I try to avoid the terminology "blew the vein" or "the vein blew" in front of a patient. It makes it sound a lot worse than it is, and it certainly doesn't make the patient feel better about having a student drawing labs. I think it was poor form of your instructor to say that. They could have said something like "the blood isn't flowing well over here," or something else similar.
That said, don't sweat it. I've started many, many IVs and I still miss every once in a while.
This is going to happen. A lot! Dont sweat it.
My gosh when I was still in the army and we were learning to give IVs we practiced on each other. By the end of the week, we looked like a support group for hemophiliac intravenous drug users.
Frankly the fact that nursing schools have mostly discontinued the practice of allowing nursing students to practice on each other is sad and detracts from gaining needed competence.
So sorry that you had a crappy clinical.
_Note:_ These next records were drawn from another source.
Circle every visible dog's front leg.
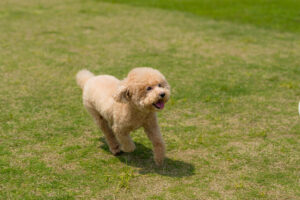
[144,114,165,166]
[114,129,135,152]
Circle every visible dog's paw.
[109,145,122,156]
[122,142,135,153]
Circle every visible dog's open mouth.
[153,100,165,109]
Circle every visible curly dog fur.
[76,67,170,165]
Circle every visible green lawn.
[96,0,300,33]
[0,0,300,200]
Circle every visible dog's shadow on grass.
[100,138,195,177]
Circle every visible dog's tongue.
[155,101,165,109]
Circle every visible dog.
[76,67,171,166]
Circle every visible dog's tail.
[76,69,95,89]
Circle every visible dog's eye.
[147,87,152,91]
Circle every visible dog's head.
[115,67,171,111]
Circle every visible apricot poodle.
[76,67,170,165]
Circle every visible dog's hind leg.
[144,115,166,165]
[86,107,121,155]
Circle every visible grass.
[98,0,300,33]
[0,0,300,199]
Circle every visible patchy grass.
[96,0,300,33]
[0,0,300,199]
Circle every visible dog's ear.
[114,84,131,103]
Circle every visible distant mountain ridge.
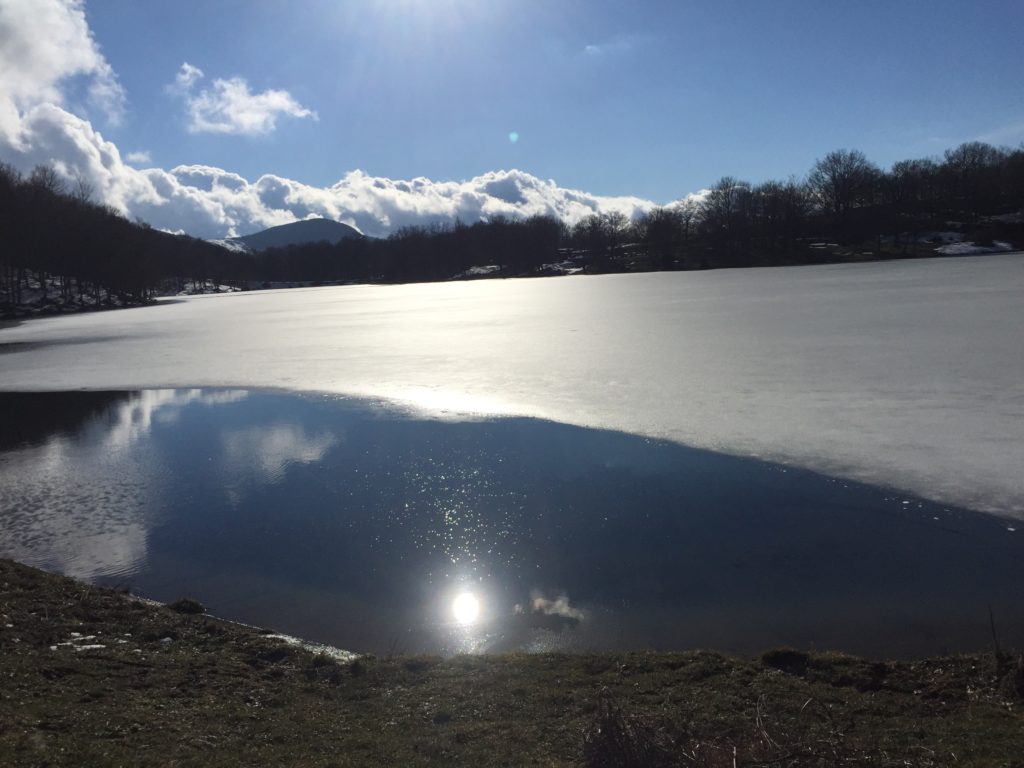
[214,219,366,253]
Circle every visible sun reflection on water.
[452,592,480,627]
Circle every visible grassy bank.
[0,560,1024,766]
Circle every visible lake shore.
[0,560,1024,766]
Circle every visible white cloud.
[0,0,125,143]
[0,0,671,239]
[170,61,317,136]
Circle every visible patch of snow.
[935,241,1014,256]
[266,635,359,664]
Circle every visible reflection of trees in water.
[0,392,132,451]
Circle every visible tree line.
[0,141,1024,310]
[239,141,1024,282]
[0,164,229,313]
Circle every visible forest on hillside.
[0,141,1024,314]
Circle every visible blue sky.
[86,0,1024,202]
[0,0,1024,236]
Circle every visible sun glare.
[452,592,480,626]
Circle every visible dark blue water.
[0,390,1024,656]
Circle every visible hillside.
[223,219,364,252]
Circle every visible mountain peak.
[219,219,365,252]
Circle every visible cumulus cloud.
[0,0,125,143]
[0,0,667,239]
[170,61,317,136]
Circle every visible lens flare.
[452,592,480,627]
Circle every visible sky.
[0,0,1024,238]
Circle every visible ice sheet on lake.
[0,254,1024,517]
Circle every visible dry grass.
[0,561,1024,768]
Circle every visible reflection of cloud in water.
[221,424,339,482]
[106,389,249,449]
[0,389,247,579]
[0,437,147,579]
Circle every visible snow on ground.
[0,254,1024,517]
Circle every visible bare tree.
[807,150,881,229]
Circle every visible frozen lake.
[0,254,1024,518]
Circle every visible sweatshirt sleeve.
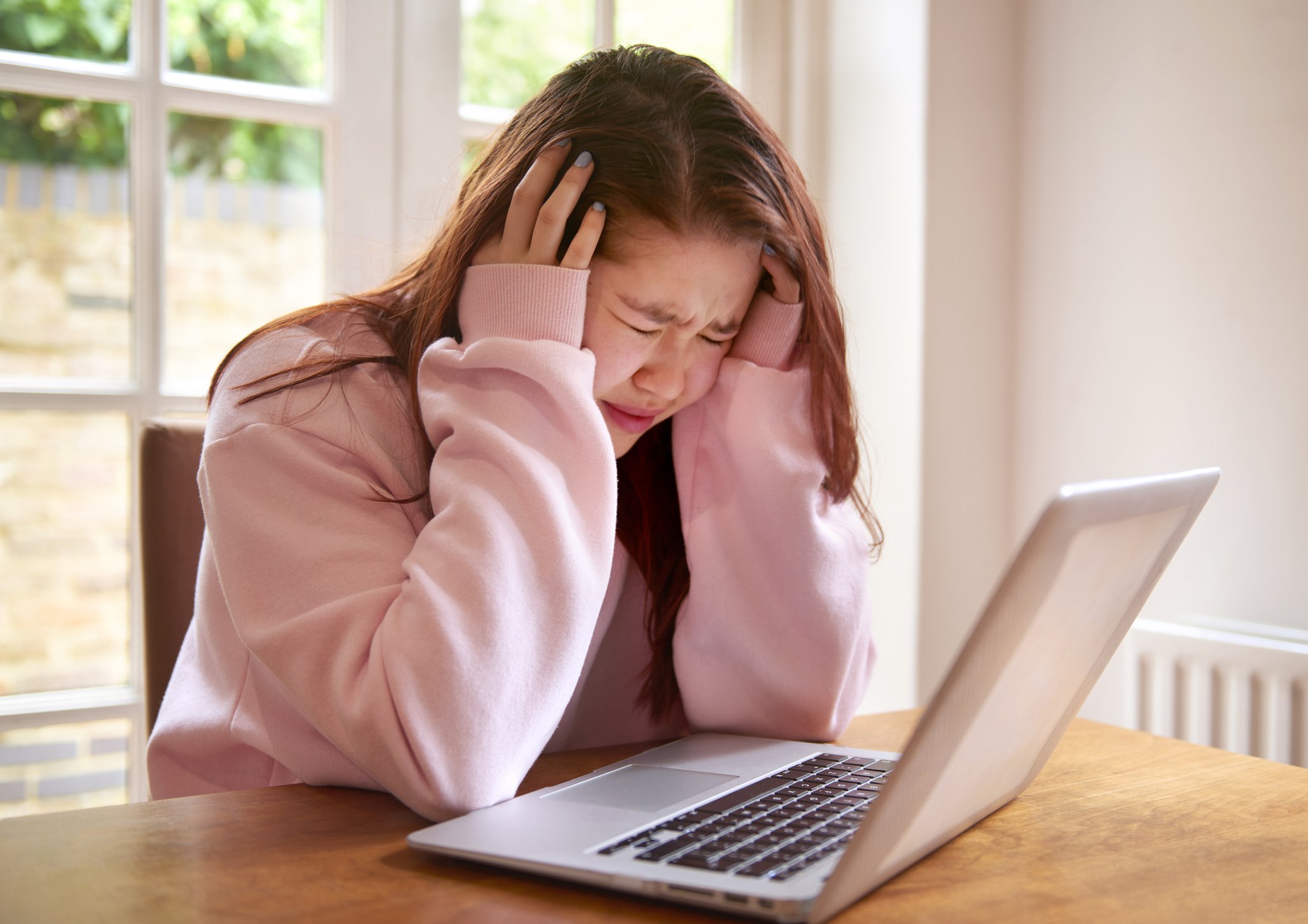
[200,267,617,818]
[672,295,874,740]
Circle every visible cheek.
[681,344,726,405]
[585,332,645,395]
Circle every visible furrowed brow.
[617,295,740,337]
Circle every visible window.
[0,0,774,817]
[0,0,397,817]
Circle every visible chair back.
[140,417,204,733]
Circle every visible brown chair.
[141,417,204,733]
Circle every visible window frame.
[0,0,795,801]
[0,0,400,801]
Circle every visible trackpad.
[542,763,740,812]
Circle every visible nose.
[632,344,687,405]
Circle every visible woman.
[148,46,876,819]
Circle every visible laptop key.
[669,851,734,869]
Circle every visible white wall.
[917,0,1022,702]
[1010,0,1308,628]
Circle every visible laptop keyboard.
[596,754,895,880]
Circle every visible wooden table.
[0,712,1308,924]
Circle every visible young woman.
[148,46,879,819]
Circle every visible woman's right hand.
[472,138,604,270]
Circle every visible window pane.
[0,0,132,62]
[0,91,132,378]
[459,137,491,182]
[164,112,326,394]
[459,0,595,109]
[613,0,735,77]
[168,0,323,86]
[0,718,132,818]
[0,411,128,695]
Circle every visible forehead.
[591,222,763,316]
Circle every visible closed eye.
[623,321,731,347]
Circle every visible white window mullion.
[159,79,331,128]
[332,0,400,295]
[0,51,136,95]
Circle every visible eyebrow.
[617,293,740,337]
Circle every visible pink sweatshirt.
[148,265,874,819]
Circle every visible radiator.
[1081,617,1308,767]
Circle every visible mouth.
[599,401,667,433]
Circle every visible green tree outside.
[0,0,322,186]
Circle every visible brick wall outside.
[0,164,324,817]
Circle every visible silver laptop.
[408,469,1220,923]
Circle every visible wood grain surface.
[0,712,1308,924]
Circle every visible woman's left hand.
[759,244,802,305]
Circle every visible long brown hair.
[210,44,881,720]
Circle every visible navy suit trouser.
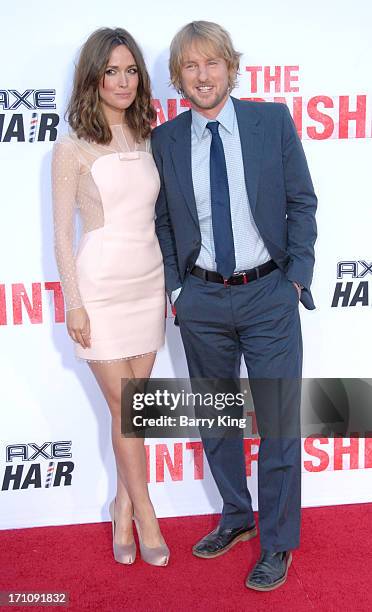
[175,269,302,551]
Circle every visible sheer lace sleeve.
[52,138,82,310]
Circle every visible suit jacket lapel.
[232,98,264,213]
[171,111,199,227]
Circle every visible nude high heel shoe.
[134,519,170,567]
[109,498,137,565]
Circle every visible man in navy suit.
[152,21,317,591]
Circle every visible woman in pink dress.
[52,28,169,565]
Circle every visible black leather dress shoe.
[192,523,257,559]
[245,550,292,591]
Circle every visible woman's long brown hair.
[66,28,156,144]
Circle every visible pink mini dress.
[52,125,165,361]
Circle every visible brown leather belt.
[190,259,278,287]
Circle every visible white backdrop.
[0,0,372,528]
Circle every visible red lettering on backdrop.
[44,283,65,323]
[284,66,299,91]
[245,66,262,93]
[333,433,359,470]
[245,66,299,94]
[186,442,204,480]
[152,98,177,126]
[364,431,372,468]
[244,438,260,476]
[264,66,282,93]
[12,283,43,325]
[307,96,334,140]
[339,96,367,138]
[0,285,7,325]
[304,436,329,472]
[155,442,183,482]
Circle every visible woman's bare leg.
[89,354,163,547]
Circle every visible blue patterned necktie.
[206,121,236,278]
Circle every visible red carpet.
[0,504,372,612]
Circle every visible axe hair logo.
[331,259,372,308]
[1,440,75,491]
[0,89,59,143]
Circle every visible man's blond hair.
[169,21,241,93]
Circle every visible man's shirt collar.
[191,96,235,140]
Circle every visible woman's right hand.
[66,306,91,348]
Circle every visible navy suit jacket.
[152,97,317,310]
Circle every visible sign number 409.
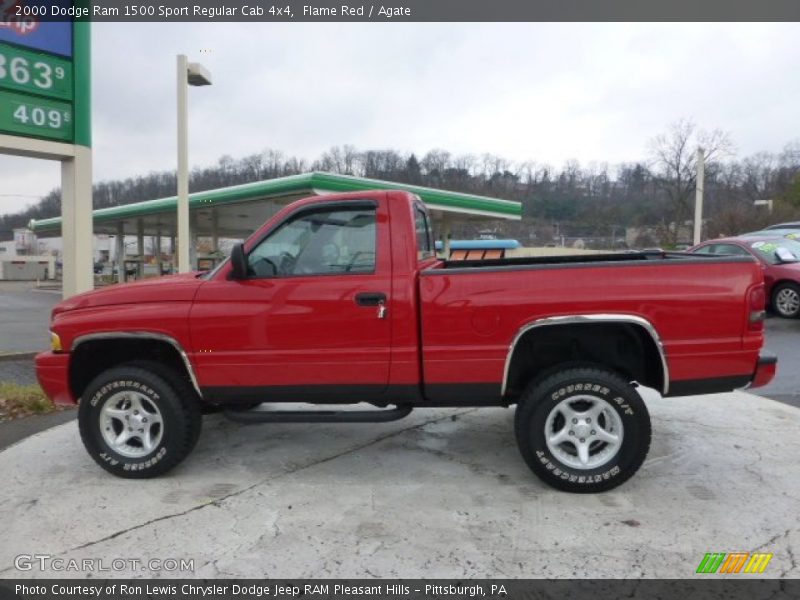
[14,104,70,129]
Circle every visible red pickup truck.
[36,191,776,492]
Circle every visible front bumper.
[747,350,778,388]
[36,351,77,405]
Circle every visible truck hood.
[53,273,205,316]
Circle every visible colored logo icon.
[696,552,773,574]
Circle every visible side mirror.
[231,243,247,279]
[775,246,797,263]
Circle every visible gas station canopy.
[29,172,522,238]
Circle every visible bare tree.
[650,119,733,245]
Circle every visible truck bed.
[441,251,732,270]
[420,252,762,403]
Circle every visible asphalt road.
[0,281,61,352]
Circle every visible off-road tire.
[514,367,651,494]
[78,361,202,479]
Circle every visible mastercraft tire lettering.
[78,361,201,478]
[515,368,650,493]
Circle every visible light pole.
[177,54,211,273]
[693,148,706,245]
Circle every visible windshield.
[750,239,800,265]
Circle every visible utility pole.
[694,147,706,244]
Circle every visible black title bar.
[0,575,800,600]
[0,0,800,24]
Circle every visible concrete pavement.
[0,281,61,354]
[0,392,800,578]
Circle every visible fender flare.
[500,314,669,397]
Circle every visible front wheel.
[78,362,202,478]
[772,282,800,319]
[515,368,650,493]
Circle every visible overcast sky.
[0,23,800,214]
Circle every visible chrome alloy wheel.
[775,287,800,316]
[99,391,164,458]
[544,394,624,470]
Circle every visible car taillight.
[747,284,767,331]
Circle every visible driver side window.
[247,207,376,278]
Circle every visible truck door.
[191,200,392,402]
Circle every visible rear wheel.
[515,368,651,493]
[772,282,800,319]
[78,362,202,478]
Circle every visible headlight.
[50,331,62,352]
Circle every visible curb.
[0,352,39,362]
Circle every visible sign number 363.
[0,54,66,90]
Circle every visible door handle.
[356,292,386,306]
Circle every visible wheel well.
[767,279,800,303]
[69,338,191,398]
[506,322,665,402]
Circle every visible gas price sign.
[0,11,88,143]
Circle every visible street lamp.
[177,54,211,273]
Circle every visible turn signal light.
[747,285,767,331]
[50,331,62,352]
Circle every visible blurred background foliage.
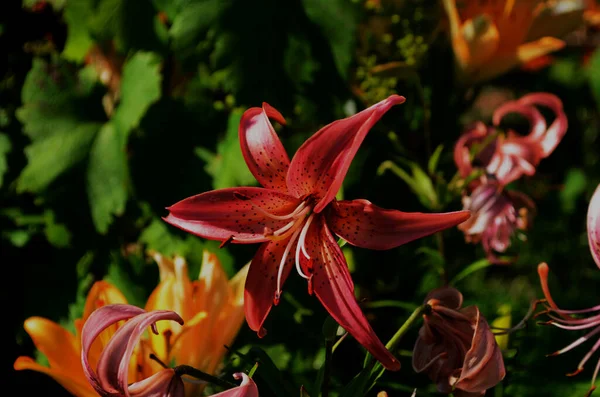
[0,0,600,396]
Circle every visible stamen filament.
[296,213,315,280]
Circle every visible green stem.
[173,365,237,389]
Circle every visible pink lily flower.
[538,185,600,396]
[165,95,469,370]
[454,92,567,185]
[81,304,258,397]
[458,178,535,264]
[412,287,506,397]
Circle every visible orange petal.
[14,356,98,397]
[24,317,85,379]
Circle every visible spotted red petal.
[327,200,470,250]
[244,238,296,337]
[287,95,405,213]
[164,187,300,243]
[301,217,400,371]
[239,103,290,189]
[587,185,600,267]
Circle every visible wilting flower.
[165,95,469,369]
[412,287,506,397]
[458,178,535,263]
[454,93,567,185]
[14,281,129,397]
[146,251,249,396]
[443,0,564,82]
[81,304,258,397]
[538,185,600,396]
[14,251,248,397]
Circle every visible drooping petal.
[96,308,183,395]
[212,372,258,397]
[164,187,300,244]
[13,356,98,397]
[81,304,145,396]
[587,185,600,267]
[300,216,400,371]
[24,317,83,378]
[239,103,290,193]
[454,122,489,178]
[455,306,506,392]
[244,239,296,338]
[327,200,470,250]
[287,95,405,213]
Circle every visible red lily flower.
[413,287,506,397]
[458,177,535,264]
[165,95,469,370]
[538,185,600,396]
[454,93,567,185]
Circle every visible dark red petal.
[244,238,296,337]
[287,95,405,213]
[239,103,290,193]
[327,200,470,250]
[300,216,400,371]
[164,187,300,243]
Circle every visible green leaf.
[302,0,358,79]
[112,52,162,144]
[166,0,229,50]
[559,168,587,214]
[17,123,99,192]
[0,133,12,187]
[196,109,256,189]
[87,122,128,234]
[450,258,492,285]
[587,48,600,109]
[62,0,95,62]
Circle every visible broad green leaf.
[196,109,256,189]
[166,0,229,50]
[559,168,587,214]
[87,122,128,234]
[113,52,162,141]
[450,258,492,285]
[17,123,99,192]
[302,0,358,78]
[62,0,95,62]
[0,133,12,187]
[587,48,600,109]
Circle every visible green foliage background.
[0,0,600,397]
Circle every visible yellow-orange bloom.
[145,251,248,396]
[443,0,565,82]
[14,252,248,397]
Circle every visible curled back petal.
[587,185,600,267]
[239,103,290,193]
[455,308,506,392]
[96,306,183,396]
[300,217,400,371]
[13,356,98,397]
[164,187,300,243]
[327,200,470,250]
[81,304,145,396]
[244,239,296,337]
[212,372,258,397]
[519,92,568,157]
[287,95,405,213]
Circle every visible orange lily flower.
[14,251,248,397]
[14,281,129,397]
[145,251,248,396]
[443,0,565,83]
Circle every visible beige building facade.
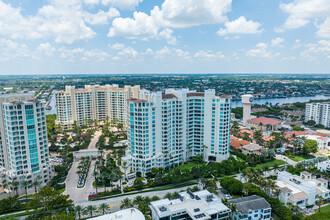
[55,84,140,128]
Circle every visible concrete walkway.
[63,131,102,202]
[275,154,298,166]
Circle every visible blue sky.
[0,0,330,74]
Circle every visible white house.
[276,171,330,208]
[231,195,272,220]
[91,208,145,220]
[317,160,330,173]
[150,190,231,220]
[305,135,330,150]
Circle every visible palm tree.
[316,196,323,212]
[98,203,109,215]
[117,174,123,192]
[262,166,269,176]
[11,181,19,196]
[74,205,83,220]
[32,180,40,193]
[120,198,133,209]
[108,172,117,190]
[163,192,172,199]
[21,180,30,199]
[242,185,249,196]
[151,196,160,201]
[101,172,108,193]
[2,182,11,196]
[123,161,128,179]
[85,205,96,217]
[221,198,229,206]
[92,170,99,193]
[133,196,143,205]
[229,203,237,219]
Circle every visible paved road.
[74,185,194,212]
[88,131,102,150]
[63,131,102,202]
[275,154,298,166]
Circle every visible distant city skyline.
[0,0,330,75]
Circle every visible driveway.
[88,131,102,150]
[275,154,298,166]
[63,160,95,202]
[74,185,194,212]
[63,131,102,202]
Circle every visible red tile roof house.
[248,117,283,131]
[242,143,263,155]
[230,140,250,150]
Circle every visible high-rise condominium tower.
[0,93,53,191]
[127,89,231,174]
[305,103,330,128]
[55,85,140,128]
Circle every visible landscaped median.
[88,181,197,201]
[0,210,36,220]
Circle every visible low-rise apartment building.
[317,160,330,173]
[150,190,231,220]
[230,195,272,220]
[55,84,140,128]
[0,93,54,192]
[127,89,231,174]
[276,171,330,208]
[241,143,263,155]
[305,103,330,128]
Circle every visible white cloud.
[0,0,120,44]
[58,47,85,62]
[108,12,158,40]
[82,49,110,61]
[118,47,139,59]
[109,43,125,50]
[246,43,279,58]
[300,40,330,61]
[194,50,225,61]
[217,16,262,36]
[109,43,139,60]
[159,28,177,45]
[37,42,56,56]
[85,8,120,25]
[155,46,191,61]
[279,0,330,37]
[84,0,99,5]
[0,39,31,61]
[108,0,231,40]
[143,48,154,56]
[271,37,284,47]
[316,17,330,38]
[102,0,143,9]
[291,39,301,50]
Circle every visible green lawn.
[171,162,206,170]
[251,160,285,169]
[0,211,36,220]
[289,155,314,162]
[316,205,330,212]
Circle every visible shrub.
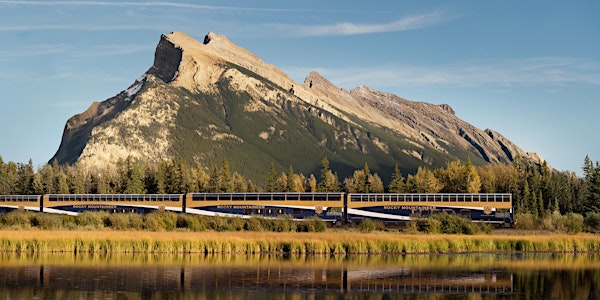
[32,213,63,229]
[244,217,263,231]
[2,211,35,229]
[144,213,166,231]
[104,213,130,230]
[228,217,245,231]
[416,218,442,233]
[563,213,583,234]
[2,211,36,229]
[129,214,144,230]
[360,218,377,232]
[76,211,108,229]
[515,213,538,229]
[429,213,480,234]
[312,217,327,232]
[583,213,600,233]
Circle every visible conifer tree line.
[0,156,600,218]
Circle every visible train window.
[206,194,219,201]
[231,194,245,201]
[314,193,327,201]
[300,193,313,201]
[258,193,273,201]
[273,193,285,201]
[328,194,344,201]
[287,193,300,201]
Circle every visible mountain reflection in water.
[0,253,600,299]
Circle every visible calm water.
[0,253,600,299]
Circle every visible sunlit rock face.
[52,32,539,182]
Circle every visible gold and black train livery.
[0,193,514,226]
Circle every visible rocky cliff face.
[53,32,539,180]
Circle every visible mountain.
[51,32,539,182]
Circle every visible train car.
[347,194,514,226]
[185,193,345,222]
[0,195,42,212]
[43,194,185,215]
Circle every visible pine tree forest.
[0,156,600,227]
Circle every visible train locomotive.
[0,193,514,227]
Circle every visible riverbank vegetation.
[0,156,600,232]
[0,211,597,235]
[0,230,600,254]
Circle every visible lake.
[0,253,600,299]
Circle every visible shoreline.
[0,229,600,255]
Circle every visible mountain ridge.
[52,32,540,183]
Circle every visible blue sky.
[0,0,600,173]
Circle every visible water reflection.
[0,253,600,299]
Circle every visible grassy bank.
[0,230,600,254]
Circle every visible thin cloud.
[0,0,315,11]
[290,57,600,91]
[272,11,452,36]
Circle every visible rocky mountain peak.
[53,32,536,179]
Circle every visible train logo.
[483,205,493,216]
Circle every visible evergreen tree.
[407,167,443,194]
[219,160,233,193]
[208,164,221,193]
[17,159,35,195]
[125,160,146,194]
[388,164,407,193]
[318,157,340,192]
[305,174,317,193]
[464,158,481,194]
[265,162,277,193]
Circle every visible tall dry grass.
[0,230,600,254]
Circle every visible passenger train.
[0,193,514,226]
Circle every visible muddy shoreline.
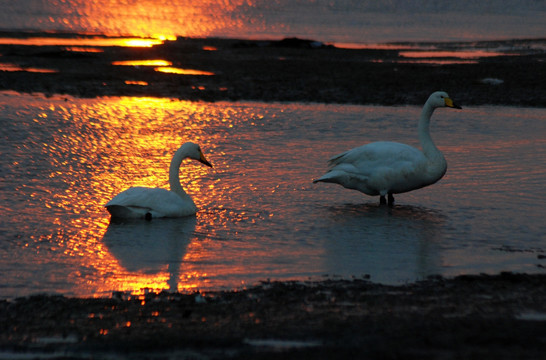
[0,273,546,359]
[0,34,546,107]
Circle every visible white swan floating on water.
[105,142,212,220]
[313,91,461,206]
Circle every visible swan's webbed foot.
[388,193,394,207]
[379,193,394,207]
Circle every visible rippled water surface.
[0,93,546,298]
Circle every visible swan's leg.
[389,193,394,206]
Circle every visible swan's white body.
[106,142,212,220]
[313,91,460,205]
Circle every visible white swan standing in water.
[105,142,212,220]
[313,91,461,206]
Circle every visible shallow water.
[0,93,546,298]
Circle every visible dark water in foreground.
[0,93,546,298]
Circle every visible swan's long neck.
[169,148,193,202]
[418,102,447,182]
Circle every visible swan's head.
[427,91,462,109]
[178,142,212,167]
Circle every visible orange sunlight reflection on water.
[36,98,236,295]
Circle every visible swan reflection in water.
[316,204,448,283]
[102,216,197,291]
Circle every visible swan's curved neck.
[418,102,447,181]
[169,149,193,202]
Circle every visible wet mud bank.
[0,34,546,107]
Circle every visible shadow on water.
[314,204,448,283]
[102,216,197,290]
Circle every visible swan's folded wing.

Hopefully your instructor will understand and remember that you're human and still learning how to get the hang of it. Not sure why some people need to make you feel worse by stating that it isn't rant worthy. You can rant. If people don't like it they have the option of scrolling past your post instead of the unnecessary mean girl comments but I guess that some of us try to live up to our names.
Anyway, feel free to msg me if you ever need to "rant"...I've been there and completely understand. Hoping that your next clinical is a great one.
Completely agree with jj24.
I agree that verbiage in front of the patient is unnecessary and pretty much inappropriate. When I'm working with someone I just gently say, "it looks like that one isn't going to work this time..." Everything else can be discussed later away from the patient.
OP I'm sure no one hated you or thought you were stupid. Everything's okay.
I'll echo what the others have said. IV insertion and phlebotomy isn't an exact science. Even the "best" stick on the floor will not be able to draw blood some days or will blow a vein. Sometimes I can get it easily first try, sometimes no matter what I do there just isn't anything there. You try, and ask colleagues to help, maybe draw from a central line if that's feasible, and very occasionally those labs just can't be drawn. There seems to be a myth among students/new nurses that being unable to stick someone is a sign of incompetence. Nope, it's occasionally part of the deal.
It's okay not to get the stick. I'm the go-to person on the floor for IVs, and there are times I can't get one. Anytime someone can't get a stick, they've probably blown the vein.
I didn't even get to try an IV or a blood draw in nursing school. The real learning will come on the floor when you're a licensed nurse, so don't sweat this small stuff!